Halloween Safety Tips
- When using homemade items for a costume make sure they are fire safe. For example. a simple costume made from an ordinary bed sheet can be consumed by flames if ignited. When you purchase a costume make sure it is a flame-retardant costume and mask. To prevent your child from tripping or falling make sure the costume and mask provide for free movement and allow for full vision.
- If you go door to door trick or treating always carry a flashlight and wear something reflective. When going form house to house keep to the side of the road or street on the shoulder or sidewalk. When crossing the street take off your mask and look both ways and make sure it is clear to cross. Travel in groups and stay with your group.
- The purpose of Halloween is to get candy or treats. Have all treats checked carefully before you eat them. While you are traveling, we recommend that you do not eat your treats. Wait until you get home and in the light and always check your treats before eating them.

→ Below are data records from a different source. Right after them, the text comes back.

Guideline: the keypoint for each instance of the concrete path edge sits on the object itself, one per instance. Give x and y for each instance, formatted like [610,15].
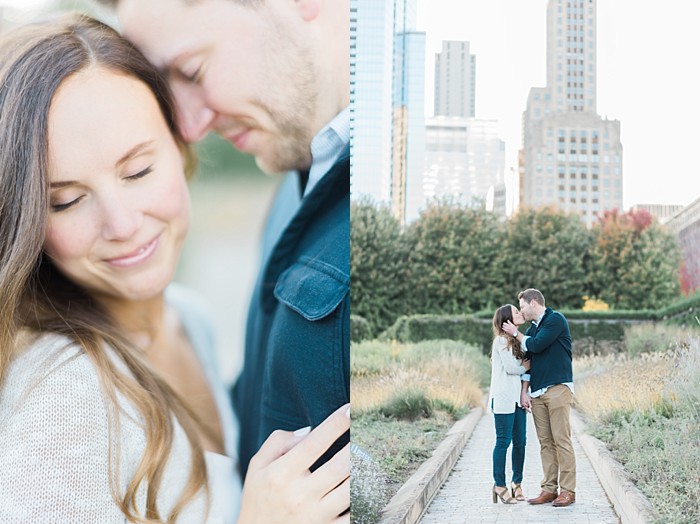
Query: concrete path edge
[414,497]
[629,502]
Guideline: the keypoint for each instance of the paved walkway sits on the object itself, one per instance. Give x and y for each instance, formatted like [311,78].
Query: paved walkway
[465,497]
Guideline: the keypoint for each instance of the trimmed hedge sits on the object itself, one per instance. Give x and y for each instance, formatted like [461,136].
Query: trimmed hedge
[591,331]
[416,328]
[360,329]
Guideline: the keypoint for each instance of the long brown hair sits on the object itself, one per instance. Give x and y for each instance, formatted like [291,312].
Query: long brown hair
[505,314]
[34,61]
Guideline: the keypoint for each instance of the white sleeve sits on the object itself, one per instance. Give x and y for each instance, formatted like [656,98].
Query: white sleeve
[54,438]
[510,364]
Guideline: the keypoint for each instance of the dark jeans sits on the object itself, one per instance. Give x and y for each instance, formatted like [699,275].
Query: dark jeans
[509,428]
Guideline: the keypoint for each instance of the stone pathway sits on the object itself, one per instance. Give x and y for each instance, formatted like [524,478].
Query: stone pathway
[465,497]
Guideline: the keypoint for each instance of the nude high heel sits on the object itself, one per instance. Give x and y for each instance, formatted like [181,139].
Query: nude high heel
[503,494]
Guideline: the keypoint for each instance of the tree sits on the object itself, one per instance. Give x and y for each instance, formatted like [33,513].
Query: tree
[452,255]
[377,264]
[547,249]
[635,261]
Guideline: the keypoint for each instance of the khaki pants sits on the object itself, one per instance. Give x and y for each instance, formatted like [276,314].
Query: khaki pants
[551,416]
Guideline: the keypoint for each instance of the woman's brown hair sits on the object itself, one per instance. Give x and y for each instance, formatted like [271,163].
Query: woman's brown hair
[34,62]
[505,314]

- When carving your pumpkin or jack-o-lantern use proper knife safety with adult supervision. We don not recommend an open flame in your jack-o-lantern but use a small light or liquid light.

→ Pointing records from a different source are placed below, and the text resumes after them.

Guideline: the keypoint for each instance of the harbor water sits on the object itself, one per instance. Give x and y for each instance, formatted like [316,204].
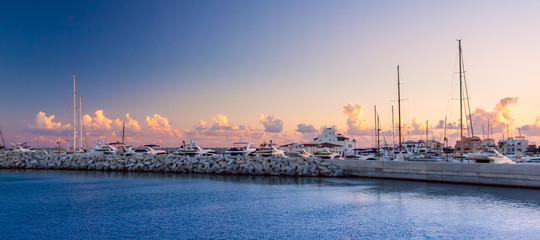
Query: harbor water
[52,204]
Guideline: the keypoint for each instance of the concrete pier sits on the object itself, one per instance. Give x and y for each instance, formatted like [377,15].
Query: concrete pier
[514,175]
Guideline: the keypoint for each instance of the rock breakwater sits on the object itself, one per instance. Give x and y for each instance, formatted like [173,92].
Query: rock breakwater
[227,165]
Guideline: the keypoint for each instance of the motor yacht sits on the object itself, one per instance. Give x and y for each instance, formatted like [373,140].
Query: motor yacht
[194,150]
[488,155]
[269,150]
[149,149]
[326,154]
[241,149]
[298,153]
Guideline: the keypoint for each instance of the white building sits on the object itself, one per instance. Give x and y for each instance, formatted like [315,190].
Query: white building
[512,145]
[312,148]
[329,135]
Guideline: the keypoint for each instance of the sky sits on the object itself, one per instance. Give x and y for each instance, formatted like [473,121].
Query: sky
[222,71]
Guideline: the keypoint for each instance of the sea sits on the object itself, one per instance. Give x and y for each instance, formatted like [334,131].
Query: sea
[50,204]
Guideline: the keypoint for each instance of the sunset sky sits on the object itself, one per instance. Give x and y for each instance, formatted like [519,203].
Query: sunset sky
[222,71]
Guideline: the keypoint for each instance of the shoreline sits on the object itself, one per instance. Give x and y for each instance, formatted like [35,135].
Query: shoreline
[502,175]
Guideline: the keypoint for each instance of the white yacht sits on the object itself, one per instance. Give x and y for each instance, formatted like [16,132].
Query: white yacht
[298,153]
[149,149]
[22,148]
[104,148]
[194,150]
[241,148]
[488,155]
[326,154]
[269,150]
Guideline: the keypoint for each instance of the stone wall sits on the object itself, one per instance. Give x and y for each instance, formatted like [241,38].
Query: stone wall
[276,166]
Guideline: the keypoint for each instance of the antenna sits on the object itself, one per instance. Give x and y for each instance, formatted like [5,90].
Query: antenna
[74,114]
[2,136]
[123,131]
[399,110]
[80,119]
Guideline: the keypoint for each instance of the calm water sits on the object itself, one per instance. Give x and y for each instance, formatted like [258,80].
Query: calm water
[98,205]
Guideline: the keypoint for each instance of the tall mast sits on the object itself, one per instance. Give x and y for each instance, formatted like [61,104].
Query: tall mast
[2,136]
[80,119]
[74,113]
[393,129]
[378,138]
[123,130]
[399,112]
[376,130]
[445,140]
[427,132]
[460,99]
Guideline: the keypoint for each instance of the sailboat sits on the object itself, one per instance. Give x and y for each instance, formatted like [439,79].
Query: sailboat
[479,154]
[399,154]
[3,146]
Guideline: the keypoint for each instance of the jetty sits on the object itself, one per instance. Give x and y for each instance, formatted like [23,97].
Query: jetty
[227,165]
[507,175]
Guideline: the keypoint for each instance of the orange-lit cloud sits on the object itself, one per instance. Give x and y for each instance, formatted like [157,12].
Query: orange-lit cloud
[271,123]
[44,122]
[161,125]
[132,123]
[499,118]
[304,128]
[356,124]
[98,122]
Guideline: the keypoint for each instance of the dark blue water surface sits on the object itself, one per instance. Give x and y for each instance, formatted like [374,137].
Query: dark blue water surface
[102,205]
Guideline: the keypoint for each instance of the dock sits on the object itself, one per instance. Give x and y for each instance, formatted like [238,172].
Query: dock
[507,175]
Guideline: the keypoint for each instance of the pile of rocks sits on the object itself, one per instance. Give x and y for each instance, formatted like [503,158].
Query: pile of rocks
[241,165]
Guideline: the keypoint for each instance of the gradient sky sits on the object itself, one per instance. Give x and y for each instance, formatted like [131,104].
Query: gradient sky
[173,64]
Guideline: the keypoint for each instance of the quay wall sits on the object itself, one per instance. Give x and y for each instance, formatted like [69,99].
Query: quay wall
[227,165]
[510,175]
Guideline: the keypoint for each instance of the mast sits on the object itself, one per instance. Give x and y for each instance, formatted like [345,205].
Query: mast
[80,119]
[460,99]
[427,132]
[445,140]
[2,136]
[74,114]
[378,138]
[123,130]
[399,111]
[377,130]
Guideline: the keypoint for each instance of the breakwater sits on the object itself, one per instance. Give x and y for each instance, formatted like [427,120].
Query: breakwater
[510,175]
[231,165]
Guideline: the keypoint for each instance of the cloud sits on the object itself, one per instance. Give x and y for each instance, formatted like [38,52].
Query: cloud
[532,129]
[44,122]
[220,127]
[415,128]
[304,128]
[498,118]
[132,123]
[356,124]
[99,121]
[161,125]
[271,124]
[449,125]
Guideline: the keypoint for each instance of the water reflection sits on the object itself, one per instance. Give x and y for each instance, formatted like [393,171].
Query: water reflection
[356,186]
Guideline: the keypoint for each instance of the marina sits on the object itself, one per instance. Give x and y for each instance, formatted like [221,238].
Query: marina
[85,204]
[240,119]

- Haunted Houses are fun and are made to be scary. They can be dangerous. There should be clear exits that can be used in case of a fire. Materials used should be non-flammable or flame resistant. Items such as gauze, leaves, styrofoam, papers, and open flames used as props or decorations should not be used. Haunted Houses can be dangerous if they are too confining and make a confined space with limited exits. They should be well supervised, and operators should have plans to evacuate all participants safely if a problem occurs. There should also be plans to make the haunted house well lit in case of a problem. Exits should never be blocked and remain lit to allow for evacuation.